With the hidden benefit of less outrigging, the bike handles much more like a mountain bike, which increases the winter-riding stoke factor exponentially.
Otso Cycles is a new bike company created by the engineers at Wolf Tooth Components in Minnesota who are dedicated to packing innovations, attention to detail and new ideas into their fun-to-ride bikes.
The Voytek is Otso's carbon-fibre hardtail mountain bike engineered around the Plus-Fat concept and designed to be ridden as a 27.5+, 29+, 29'er or fatbike with the ability to accommodate up to 26x4.6” tires on 70mm rims. Tested was the rigid fatbike configuration with 26x4.0” Terrene tires.
Otso's engineers have been riding fatbikes ever since they have been readily available as mass-production bicycles, and with their experience and expertise, decided to try and improve the sluggish feel that fatbikes traditionally have. Instead of designing the bike around the size of tire, Otso engineered the bike from the bottom bracket out. By using the 83mm DH bottom-bracket standard, Otso is able to narrow the Q-factor by 20mm over the normal fatbike standard, thus bringing the riders' feet within a normal pedaling range under the hips.
The high-end carbon Taiwanese-built frame features more carbon and less fibreglass and filler, a detail you really notice when you pick up the deceivingly light frame and look closely at its construction and aesthetics.
Not only does a narrower Q-factor improve your biomechanics, but it was also my experience that the bike handles better. When riding the Voytek, I noticed the bike cornered better than a traditional fatbike due to the reduction in leverage provided by the narrower Q-factor. Imagine an outrigger boat – the “outrig” stabilizes and prevents the boat from tipping. On a fatbike, the wider Q-factor acts like an outrigger, making it harder to tip the bike into a corner. The Voytek rides more like a traditional mountain bike, making it easier to lean into and rail corners.

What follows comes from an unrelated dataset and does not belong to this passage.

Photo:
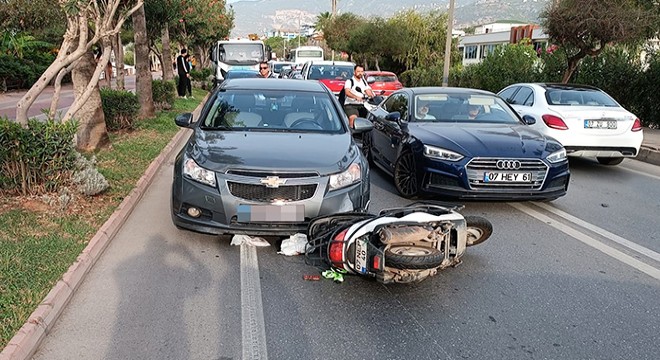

Speaking of railing corners, the Voytek is equipped with the shortest chainstays of any production fatbike (430mm). The patent-pending Tuning Chip rear-dropout system allows the chainstay length to be changed from a nimble 430mm to an in-between position of 440mm to a stable 450mm length. I tested the Voytek in the 430mm position and found the ride extremely playful and fun. Coupled with the added benefit of the above-mentioned narrow Q-factor, I ripped corners that I regularly ride so swiftly that it gave me a perma-grin.
The modern geometry, with its slacker headtube angle and shorter
chainstays, really does blur the line between a plus bike and a fatbike, as Otso suggests. With the narrowest Q-factor of any production fat-tire-compatible bike, the Voytek feels like a mountain bike, and opens up a new dimension in summer or winter riding with its potential to be the one mountain bike for all seasons. I found the geometry spot on, and its handling really does feels more like that of a mountain bike than that of a traditional fatbike.
The Voytek has been built with a “no compromise spec,” and features a Shimano 1x11 drivetrain and disc brakes, DT Swiss 340 177 and 150mm hubs, custom 70mm Lithic Rhyolite aluminum tubeless compatible rims and Terrene Wazia tires. These fundamental parts have been carefully selected to deliver a superior ride, while customizable options are available that upgrade cranks, cockpit, wheels and tires. The shifting and braking was flawless, even in sub -20°C temperatures, and the Terrene tires, set up tubeless, hooked up exceptionally well in snow-packed singletrack.
The Voytek was a pleasure to ride. In winter-riding conditions, it performs as you would like a fatbike to, without any sluggish, heavy feel. The narrow Q-factor is a significant benefit, as it also does away with any knee pain that may arise from prolonged wider-leg pedaling. With the hidden benefit of less outrigging, the bike handles much more like a mountain bike, which increases the winter-riding stoke factor exponentially.